Back in August, I explained my top two strategies for choosing thrifty furniture. The pieces must be affordable and they must be versatile.

Today I want to prove I’m not just giving lip service. I’ll show you how to style one bookshelf three different ways and also share three key strategies I use to ensure the furniture I buy remains useful for years to come.

I recently snagged a tall bookshelf in a salt oak finish from Sauder® furniture. The finish sort of mimics the driftwood finish that’s popular right now. The piece retails for $209.99, priced lower than others of its size because it’s made from engineered wood and comes to the door requiring some assembly. I don’t mind some minor assembly if it means saving money. 🙂

I originally set up the bookshelf between our living room and breakfast area. Here it is styled with some items that fit in with the living room decor:

Since the piece stood in a transition area, it was easy to transform it into a china cabinet of sorts by adding some food-related decor. Here’s look No. 2:

After a few months of enjoying it downstairs, we hauled it upstairs to the office/bonus room so it could serve as an actual book shelf and storage piece for my office supplies. Here’s look No. 3:

When I’m on the lookout for furniture, I try to keep the following three key strategies in mind to ensure I pick pieces that will be versatile and useful for years to come.

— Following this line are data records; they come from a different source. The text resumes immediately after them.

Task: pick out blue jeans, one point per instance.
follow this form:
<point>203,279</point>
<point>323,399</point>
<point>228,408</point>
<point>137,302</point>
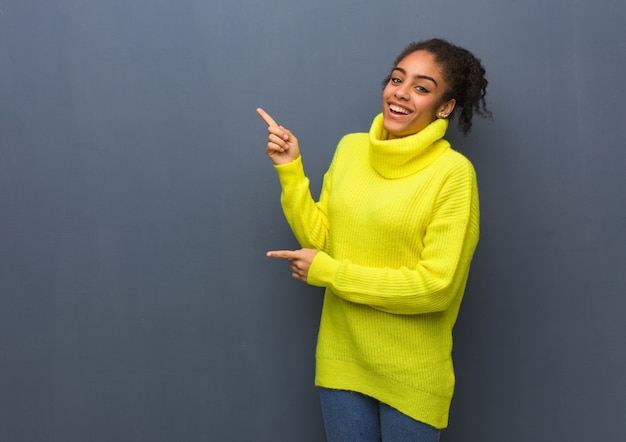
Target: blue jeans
<point>354,417</point>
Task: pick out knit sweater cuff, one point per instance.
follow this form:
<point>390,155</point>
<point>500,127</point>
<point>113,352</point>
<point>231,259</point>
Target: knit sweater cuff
<point>290,172</point>
<point>322,271</point>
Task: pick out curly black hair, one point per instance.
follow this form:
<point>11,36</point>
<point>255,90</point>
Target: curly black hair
<point>464,74</point>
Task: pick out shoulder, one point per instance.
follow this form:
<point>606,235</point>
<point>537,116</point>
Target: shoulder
<point>457,163</point>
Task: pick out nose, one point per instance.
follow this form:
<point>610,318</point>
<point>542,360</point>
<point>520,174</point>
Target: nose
<point>402,92</point>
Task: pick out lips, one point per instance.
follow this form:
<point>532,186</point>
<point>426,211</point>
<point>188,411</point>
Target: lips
<point>395,109</point>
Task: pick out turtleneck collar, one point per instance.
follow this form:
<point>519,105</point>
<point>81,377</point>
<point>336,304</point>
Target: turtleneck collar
<point>401,157</point>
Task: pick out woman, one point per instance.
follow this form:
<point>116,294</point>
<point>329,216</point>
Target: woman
<point>391,239</point>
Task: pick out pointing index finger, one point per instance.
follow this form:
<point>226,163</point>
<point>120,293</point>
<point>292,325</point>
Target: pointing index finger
<point>280,254</point>
<point>266,117</point>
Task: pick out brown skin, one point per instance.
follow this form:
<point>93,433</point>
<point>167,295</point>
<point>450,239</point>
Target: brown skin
<point>412,99</point>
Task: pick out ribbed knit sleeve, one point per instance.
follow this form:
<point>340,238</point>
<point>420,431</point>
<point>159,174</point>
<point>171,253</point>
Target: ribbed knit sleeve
<point>307,219</point>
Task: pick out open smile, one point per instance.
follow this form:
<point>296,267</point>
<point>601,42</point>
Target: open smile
<point>399,110</point>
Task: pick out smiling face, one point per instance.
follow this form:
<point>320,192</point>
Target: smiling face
<point>414,95</point>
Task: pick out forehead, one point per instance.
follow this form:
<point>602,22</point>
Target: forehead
<point>421,63</point>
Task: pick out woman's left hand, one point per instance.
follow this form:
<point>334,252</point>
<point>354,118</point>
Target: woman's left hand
<point>299,261</point>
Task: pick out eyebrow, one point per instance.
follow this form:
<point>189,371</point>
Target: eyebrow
<point>423,77</point>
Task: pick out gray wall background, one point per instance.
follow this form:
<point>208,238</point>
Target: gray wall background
<point>136,205</point>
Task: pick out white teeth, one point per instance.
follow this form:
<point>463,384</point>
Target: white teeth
<point>398,109</point>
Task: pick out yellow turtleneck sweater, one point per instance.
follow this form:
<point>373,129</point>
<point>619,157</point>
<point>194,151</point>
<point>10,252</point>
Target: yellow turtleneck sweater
<point>396,224</point>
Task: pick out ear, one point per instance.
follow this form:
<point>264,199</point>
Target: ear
<point>447,107</point>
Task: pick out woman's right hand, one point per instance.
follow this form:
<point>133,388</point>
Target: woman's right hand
<point>282,145</point>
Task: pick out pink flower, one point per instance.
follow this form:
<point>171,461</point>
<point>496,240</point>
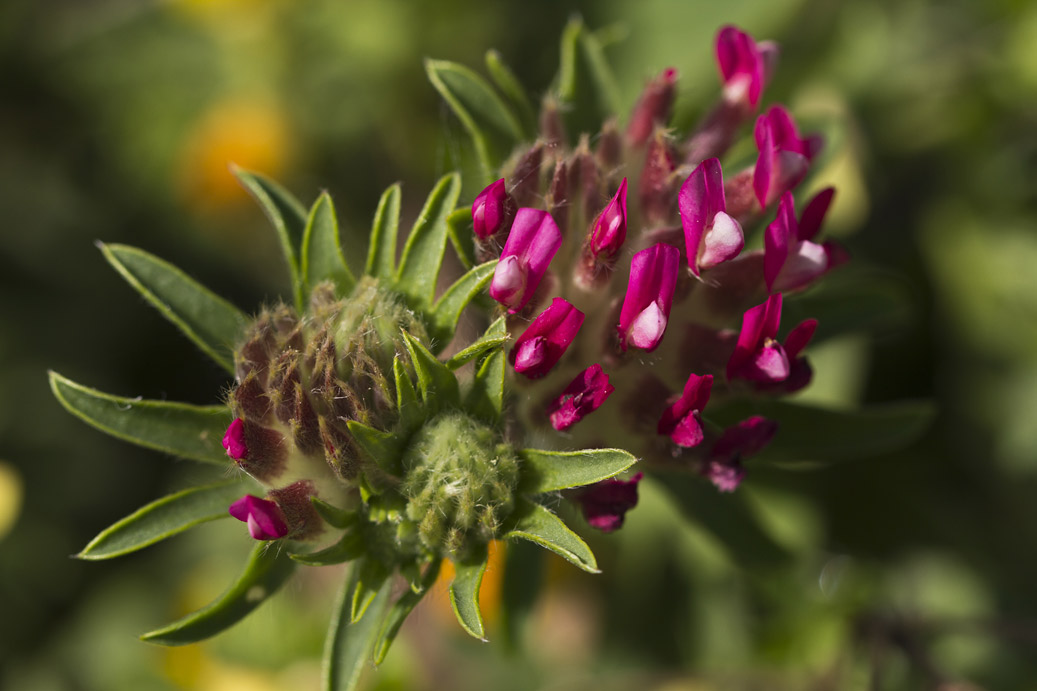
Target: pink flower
<point>745,65</point>
<point>784,156</point>
<point>539,348</point>
<point>758,357</point>
<point>747,438</point>
<point>492,211</point>
<point>609,231</point>
<point>605,504</point>
<point>581,397</point>
<point>264,518</point>
<point>712,237</point>
<point>649,296</point>
<point>791,260</point>
<point>652,108</point>
<point>233,440</point>
<point>682,421</point>
<point>531,245</point>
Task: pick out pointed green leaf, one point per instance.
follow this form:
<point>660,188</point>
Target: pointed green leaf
<point>729,518</point>
<point>485,398</point>
<point>384,447</point>
<point>512,88</point>
<point>399,611</point>
<point>533,522</point>
<point>190,432</point>
<point>809,436</point>
<point>411,414</point>
<point>548,471</point>
<point>587,90</point>
<point>463,236</point>
<point>347,647</point>
<point>465,593</point>
<point>436,383</point>
<point>268,569</point>
<point>371,578</point>
<point>382,253</point>
<point>447,310</point>
<point>333,516</point>
<point>419,267</point>
<point>288,218</point>
<point>479,348</point>
<point>488,120</point>
<point>211,322</point>
<point>346,549</point>
<point>323,259</point>
<point>163,519</point>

1. Select a finish that will work in multiple rooms.

You don’t necessarily have to match a finish exactly to everything else you own. Simply choose a piece that has a color or detail somewhere on it that goes with other stuff in your rooms. For example, the salt oak-finished bookshelf works in our living room/breakfast area because it has hardware on the front that matches the color of the knobs on our living room furniture as well as the legs and backs of our dining room chairs and stools.

2. Choose pieces with similar lines as other furniture in your home.

Experienced designers can break this rule elegantly. For the rest of us mere mortals, I’ve found it’s best to pick pieces with similar design structure. For example, you could pair a desk with straight legs and minimal detail with a simple, modern-style bookshelf. However, an ornate, Victorian-style dresser would look out of place next to that same desk.

In other words, if you keep a similar style throughout your home, you increase the chance that multiple pieces will work together in multiple rooms.

3. Avoid pieces that can only serve one purpose.

A baby changing table is one example of this. Instead, why not purchase a dresser at the right height, then add a changing pad to the top? After baby is out of diapers, you can ditch the changing pad and the dresser remains useful.

Spending some time thinking and planning out how pieces will work in my home is how I save money and end up truly satisfied with the furniture I buy.

What steps do you take to choose the right furniture for your spaces?